Bloomberg

The number of oil producers in Kurdistan will slump by three-quarters in five years with the biggest in the industry taking control in the region, according to Genel Energy Chief Executive Officer Tony Hayward.

“It’s likely that we’ll end up with, perhaps, five or six of the largest companies operating, with Genel, Exxon, Chevron ending up as major operators,” Hayward said in a November 21 interview during the Atlantic Council conference in Istanbul. “It’s what happens in most hydrocarbon provinces.”

ExxonMobil Corp, Chevron Corp and DNO ASA of Norway are among more than two dozen international oil companies with a combined 35 licenses in the Kurdish Regional Government area. The companies export about 350,000 barrels a day of crude, pumping it through a Turkish pipeline to the Mediterranean.

Genel has spent more than $1bn since 2012 on acquisitions in Kurdish-controlled northern Iraq, giving the London-based company joint ventures in seven of the region’s oil and gas fields. This month it agreed to pay $150mn for OMV AG’s 36% stake in Bina Bawi, making it the sole owner of the gas field.

“Having made four or five investments in the region, we are continuously looking for opportunities,” Hayward said.

Genel fell 4% to 758 pence by 12:50 pm in London, valuing the company at £2.12bn ($3.3bn).

The producer expects approval by the end of this year for an agreement signed with the KRG last week to develop the Miran and Bina Bawi gas fields, which will start sending Turkey 4bn cubic metres of gas a year from 2018. That export volume could more than double by 2020 and increase fivefold to 20bn cubic meters by 2025, Hayward said. Officials in Turkey said the country plans to build a pipeline to import the fuel.

Development starts next year at Miran, which has gas reserves of 4tn cubic feet, and Bina Bawi, with double that volume, according to Hayward. Genel will sell unprocessed gas from the two fields to the KRG at a price of 78 US cents permn British thermal units after investing in drilling wells and flow lines, he said.

“We will earn our return through the condensate we’ll strip from the gas and the oil associated with the gas field and KRG will get this gas at a very cheap price,” Hayward said. The KRG will build a gas-processing plant in which Turkish builders and lenders will participate, he said.

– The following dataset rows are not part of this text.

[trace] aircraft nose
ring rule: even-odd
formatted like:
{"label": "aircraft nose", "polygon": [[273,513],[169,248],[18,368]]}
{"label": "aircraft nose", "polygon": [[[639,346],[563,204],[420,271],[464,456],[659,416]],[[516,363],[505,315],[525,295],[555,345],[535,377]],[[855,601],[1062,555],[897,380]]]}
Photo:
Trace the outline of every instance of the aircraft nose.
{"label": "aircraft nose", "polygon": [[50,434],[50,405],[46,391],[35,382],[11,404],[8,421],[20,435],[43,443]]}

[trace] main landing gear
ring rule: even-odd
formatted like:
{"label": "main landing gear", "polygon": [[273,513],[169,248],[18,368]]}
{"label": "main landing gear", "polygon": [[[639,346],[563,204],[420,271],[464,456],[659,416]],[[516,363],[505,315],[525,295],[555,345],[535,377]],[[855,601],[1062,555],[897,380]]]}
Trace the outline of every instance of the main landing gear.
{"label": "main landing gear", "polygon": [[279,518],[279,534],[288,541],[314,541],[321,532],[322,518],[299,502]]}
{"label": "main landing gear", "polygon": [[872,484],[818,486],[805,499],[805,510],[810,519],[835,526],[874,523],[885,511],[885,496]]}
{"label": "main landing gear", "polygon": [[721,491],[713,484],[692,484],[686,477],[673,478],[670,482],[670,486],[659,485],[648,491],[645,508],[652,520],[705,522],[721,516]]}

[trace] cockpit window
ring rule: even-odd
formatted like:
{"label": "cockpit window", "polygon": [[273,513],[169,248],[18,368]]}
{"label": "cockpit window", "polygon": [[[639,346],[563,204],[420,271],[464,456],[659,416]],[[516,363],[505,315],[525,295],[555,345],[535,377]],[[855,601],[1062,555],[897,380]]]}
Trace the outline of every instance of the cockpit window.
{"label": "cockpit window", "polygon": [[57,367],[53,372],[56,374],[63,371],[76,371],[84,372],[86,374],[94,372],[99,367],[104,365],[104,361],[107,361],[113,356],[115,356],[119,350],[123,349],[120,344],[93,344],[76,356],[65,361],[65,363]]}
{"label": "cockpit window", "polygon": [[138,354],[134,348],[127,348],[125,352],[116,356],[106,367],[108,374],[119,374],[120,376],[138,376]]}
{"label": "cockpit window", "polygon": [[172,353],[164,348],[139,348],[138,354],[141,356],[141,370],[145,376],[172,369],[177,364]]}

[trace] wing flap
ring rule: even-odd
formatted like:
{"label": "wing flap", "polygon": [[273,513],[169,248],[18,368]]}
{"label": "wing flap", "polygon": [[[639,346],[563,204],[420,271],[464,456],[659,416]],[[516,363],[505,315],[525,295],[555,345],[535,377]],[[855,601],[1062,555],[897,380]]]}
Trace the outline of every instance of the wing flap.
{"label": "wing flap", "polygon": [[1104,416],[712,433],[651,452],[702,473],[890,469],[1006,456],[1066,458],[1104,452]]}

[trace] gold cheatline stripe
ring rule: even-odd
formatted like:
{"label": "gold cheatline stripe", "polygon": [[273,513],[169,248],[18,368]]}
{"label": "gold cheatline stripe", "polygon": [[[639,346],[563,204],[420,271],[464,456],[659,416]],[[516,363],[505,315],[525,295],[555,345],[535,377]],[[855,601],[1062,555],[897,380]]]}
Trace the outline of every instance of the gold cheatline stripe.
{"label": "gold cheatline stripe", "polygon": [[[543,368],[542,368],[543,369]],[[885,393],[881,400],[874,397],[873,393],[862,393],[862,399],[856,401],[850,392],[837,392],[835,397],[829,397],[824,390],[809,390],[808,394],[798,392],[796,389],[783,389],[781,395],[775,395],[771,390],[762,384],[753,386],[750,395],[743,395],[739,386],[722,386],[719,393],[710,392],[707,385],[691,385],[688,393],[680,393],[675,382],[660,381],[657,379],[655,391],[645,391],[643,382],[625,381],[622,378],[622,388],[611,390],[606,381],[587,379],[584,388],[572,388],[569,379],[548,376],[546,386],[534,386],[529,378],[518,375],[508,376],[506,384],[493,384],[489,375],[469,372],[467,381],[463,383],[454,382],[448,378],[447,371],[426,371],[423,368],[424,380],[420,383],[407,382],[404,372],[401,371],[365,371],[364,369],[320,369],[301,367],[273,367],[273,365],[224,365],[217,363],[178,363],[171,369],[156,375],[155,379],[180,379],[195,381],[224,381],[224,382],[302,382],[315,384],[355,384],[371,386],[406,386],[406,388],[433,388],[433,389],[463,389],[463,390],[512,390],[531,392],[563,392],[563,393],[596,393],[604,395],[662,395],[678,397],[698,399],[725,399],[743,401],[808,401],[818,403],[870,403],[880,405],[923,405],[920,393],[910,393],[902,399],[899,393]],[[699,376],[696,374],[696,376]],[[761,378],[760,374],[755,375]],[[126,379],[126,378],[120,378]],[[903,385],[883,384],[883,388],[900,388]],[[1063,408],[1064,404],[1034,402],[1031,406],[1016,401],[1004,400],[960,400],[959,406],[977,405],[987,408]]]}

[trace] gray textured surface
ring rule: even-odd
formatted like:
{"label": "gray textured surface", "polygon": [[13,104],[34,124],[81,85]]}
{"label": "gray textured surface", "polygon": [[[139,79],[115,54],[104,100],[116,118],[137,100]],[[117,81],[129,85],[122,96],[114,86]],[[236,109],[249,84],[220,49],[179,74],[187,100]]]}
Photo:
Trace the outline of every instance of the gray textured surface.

Genel, which doesn’t need partners for the gas fields, would have to spend about $1bn over three years to develop them, Hayward said. The KRG’s processing plant would cost as much as $6bn, with potentially about half coming from Turkish bank loans and the rest as equity from Turkish contractors, he said.

The KRG will sell the gas to Turkey at $7 permn Btu, according to a 2013 agreement between the regional government and Turkey, he said. The wholesale market price for gas-fired power plants in Turkey is $10 to $11 permn Btu, Hayward said. Turkey imports almost all of its gas needs, with Russia supplying 60%.

“This is one of the lowest-cost prices in the world today, actually, and right on the Turkish doorstep, only 100 kilometers away,” Hayward said. “Kurdish gas has certainly the potential to match Russian gas for the Turkish market.”

Turkey plans to build a pipeline extension to the Iraqi border to import gas from Kurdistan, two Turkish officials with knowledge of the matter said last week. It would carry as much as 20bn cubic meters of gas a year, one of them said.